Familien in Italien zählen zu den vermögensstärksten in Europa

Italienische Familien zählen laut einer Studie der Bankenvereinigung ABI weiterhin zu den vermögensstärksten in Europa. Die Zusammensetzung des Vermögens der Haushalte zeigt, dass Immobilien die Hauptkomponente bilden.

Bankeinlagen machen in Italien 11,2 Prozent des Gesamtvermögens der Haushalte aus. - Foto: © APA/dpa / Monika Skolimowska

In Italien liegt der Anteil der Wohnimmobilien am Gesamtvermögen bei 43,9 Prozent. Der Durchschnitt im Euro-Raum liegt bei 51,6 Prozent, in Frankreich bei 52,2, in Deutschland bei 53,2 und in Spanien bei 60,6 Prozent. Dies ist auch auf den starken Anstieg der Immobilienpreise in anderen Ländern zurückzuführen.

Bankeinlagen machen in Italien 11,2 Prozent des Gesamtvermögens der Haushalte aus, weniger als im Euro-Raum-Durchschnitt (12,4 Prozent). Dafür ist die Liquidität höher als im europäischen Schnitt (1,6 Prozent gegenüber 1,1 Prozent).

Auch Verschuldung bleibt in Italien eine der niedrigsten im Euro-Raum

Auch die Verschuldung bleibt in Italien eine der niedrigsten im Euro-Raum: Die finanziellen Verbindlichkeiten der italienischen Familien machen 8,4 Prozent des Gesamtvermögens aus – verglichen mit 11,3 Prozent im Euro-Raum, 9,7 in Deutschland und 12,8 in Frankreich. Spanien steht hier noch besser da – mit nur 7,9 Prozent.

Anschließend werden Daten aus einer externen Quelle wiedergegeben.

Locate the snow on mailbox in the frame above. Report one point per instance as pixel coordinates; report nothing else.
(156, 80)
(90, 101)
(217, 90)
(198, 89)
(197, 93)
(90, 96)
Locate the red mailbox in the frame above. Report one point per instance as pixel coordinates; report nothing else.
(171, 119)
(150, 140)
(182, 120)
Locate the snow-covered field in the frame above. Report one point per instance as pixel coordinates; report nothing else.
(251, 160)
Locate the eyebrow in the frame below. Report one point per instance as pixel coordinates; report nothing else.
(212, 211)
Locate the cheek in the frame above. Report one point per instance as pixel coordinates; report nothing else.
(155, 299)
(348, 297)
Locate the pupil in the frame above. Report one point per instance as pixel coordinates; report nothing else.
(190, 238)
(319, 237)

Bemerkenswert ist der hohe Anteil der produktiven Vermögenswerte, zu denen Beteiligungen an nicht börsennotierten Unternehmen und produktiv genutzte Sachwerte zählen: Sie machen 20,2 Prozent des Gesamtportfolios italienischer Haushalte aus – fast sechs Prozentpunkte mehr als im Euro-Raum-Durchschnitt.